I sometimes wonder if people who get published in newspapers believe what they write or if they are actually this sloppy with the facts:
The Brady Campaign to Prevent Gun Violence estimates that each year, 100,000 people in this country are killed by firearms. Spend an hour on the organization’s Web site, and you can watch the day’s total tick unnervingly up.
The writer is confusing injuries with deaths and doesn’t seem to care how many of those were justified, or even praiseworthy, shootings.
Yet recent studies suggest that, far from protecting people who keep them, guns increase the odds that their owners or innocent bystanders will be harmed.
That was pulled out of thin air. Unless “recent” means going back to the discredited 1986 Kellerman study or one of the highly questionable follow on studies.
The U.S. has, far and away, the highest homicide rate of any affluent democracy, and guns are the method of choice.
Historian Jill Lepore notes that in Europe, the annual murder rate is well below 2 per 100,000 people; here it is around five.
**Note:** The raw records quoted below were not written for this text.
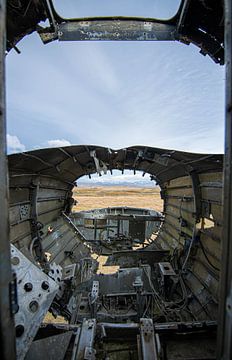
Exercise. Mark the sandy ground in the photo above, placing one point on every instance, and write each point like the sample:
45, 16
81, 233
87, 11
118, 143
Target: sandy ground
109, 196
100, 197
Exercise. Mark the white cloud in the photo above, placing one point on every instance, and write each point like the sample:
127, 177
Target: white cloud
14, 144
58, 143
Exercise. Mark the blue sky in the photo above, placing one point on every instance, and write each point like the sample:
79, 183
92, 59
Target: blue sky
115, 94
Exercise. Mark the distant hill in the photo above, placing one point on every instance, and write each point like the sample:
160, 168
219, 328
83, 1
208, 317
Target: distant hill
114, 182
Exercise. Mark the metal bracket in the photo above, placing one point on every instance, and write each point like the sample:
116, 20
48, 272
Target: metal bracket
36, 292
147, 340
84, 344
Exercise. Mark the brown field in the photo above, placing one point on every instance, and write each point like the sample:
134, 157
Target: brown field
109, 196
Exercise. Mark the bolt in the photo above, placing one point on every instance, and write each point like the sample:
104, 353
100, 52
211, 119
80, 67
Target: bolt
45, 285
19, 330
28, 287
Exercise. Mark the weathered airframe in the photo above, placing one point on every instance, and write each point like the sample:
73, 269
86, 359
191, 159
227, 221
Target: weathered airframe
171, 297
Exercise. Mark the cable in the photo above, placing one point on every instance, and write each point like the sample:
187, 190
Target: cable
206, 256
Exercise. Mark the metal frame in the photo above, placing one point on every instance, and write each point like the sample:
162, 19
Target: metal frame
7, 333
225, 310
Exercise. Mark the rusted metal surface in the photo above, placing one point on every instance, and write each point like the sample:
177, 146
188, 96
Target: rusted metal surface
7, 333
191, 187
225, 316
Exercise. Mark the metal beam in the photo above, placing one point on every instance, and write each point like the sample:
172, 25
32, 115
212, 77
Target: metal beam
225, 308
7, 334
111, 29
This ignores the murder of 10s of millions by their own governments during the 1930s and 1940s. It also ignores the significantly higher gun ownership rate in Switzerland compared to their neighbors while having a murder rate of about 0.7/100K. The same is true of Norway with a murder rate of 0.6/100K.
The murder rates per 100K in some other countries in Europe and nearby (from here) include:
- Germany: 0.86
- Spain: 0.9
- Denmark: 1.01
- Greece: 1.1
- Ireland: 1.12
- Italy: 1.2
- Poland: 1.2
- Portugal: 1.2
- United Kingdom: 1.28
- Hungary: 1.38
- France: 1.4
- Belgium: 1.49
- Luxembourg: 1.5
- Czech Republic: 2.0
- Georgia 7.6
- Russia 14.9
All of those are greater than Switzerland and Norway so to blame it on gun ownership laws is deceptive at best.
Either the facts are irrelevant to these people or they know they have to lie to have any chance of winning.